Origin of modelFrench modèle from Italian modello diminutive of modo form from Latin modus measure, standard ; see med- in Indo-European roots.
- A person who serves as a subject for artwork or fashion, usually in the medium of photography but also for painting or drawing.
- The beautiful model had her face on the cover of almost every fashion magazine imaginable.
- A representation of a physical object, usually in miniature.
- The boy played with a model of a World War II fighter plane.
- A simplified representation used to explain the workings of a real world system or event.
- The computer weather model did not correctly predict the path of the hurricane.
- A style, type, or design.
- He decided to buy the turbo engine model of the sports car.
- The structural design of a complex system.
- The team developed a sound business model.
- A successful example to be copied, with or without modifications.
- He was a model of eloquence and virtue.
- British parliamentary democracy was seen as a model for other countries to follow.
- (logic) An interpretation function which assigns a truth value to each atomic proposition.
- (logic) An interpretation which makes a certain sentence true, in which case that interpretation is called a model of that sentence.
- A particular style, design, or make of a particular product.
- This year's model features four doors instead of two.
- (manufacturing) An identifier of a product given by its manufacturer (also called model number).
- Any copy, or resemblance, more or less exact.
- Worthy of being a model; exemplary.
(third-person singular simple present models, present participle modelling, US modeling, simple past and past participle modelled, US modeled)
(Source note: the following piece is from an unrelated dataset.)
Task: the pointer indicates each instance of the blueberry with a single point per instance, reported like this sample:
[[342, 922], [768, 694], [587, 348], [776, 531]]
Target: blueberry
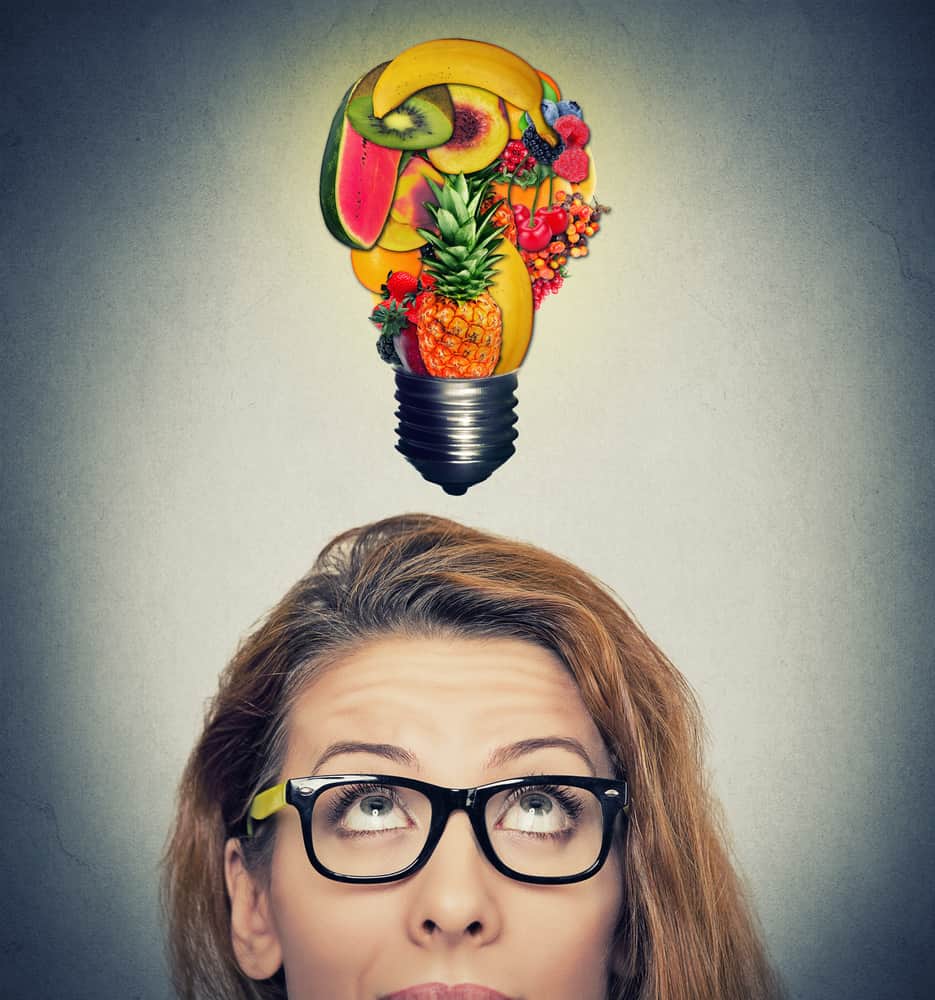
[[569, 108]]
- To display for others to see, especially in regard to wearing clothing while performing the role of a fashion model.
- She modelled the shoes for her friends to see.
- To use as an object in the creation of a forecast or model.
- They modelled the data with a computer to analyze the experiment's results.
- To make a miniature model of.
- He takes great pride in his skill at modeling airplanes.
- To create from a substance such as clay.
- The sculptor modelled the clay into the form of a dolphin.
- (intransitive) To make a model or models.
- (intransitive) To be a model of any kind.
- The actress used to model before being discovered by Hollywood.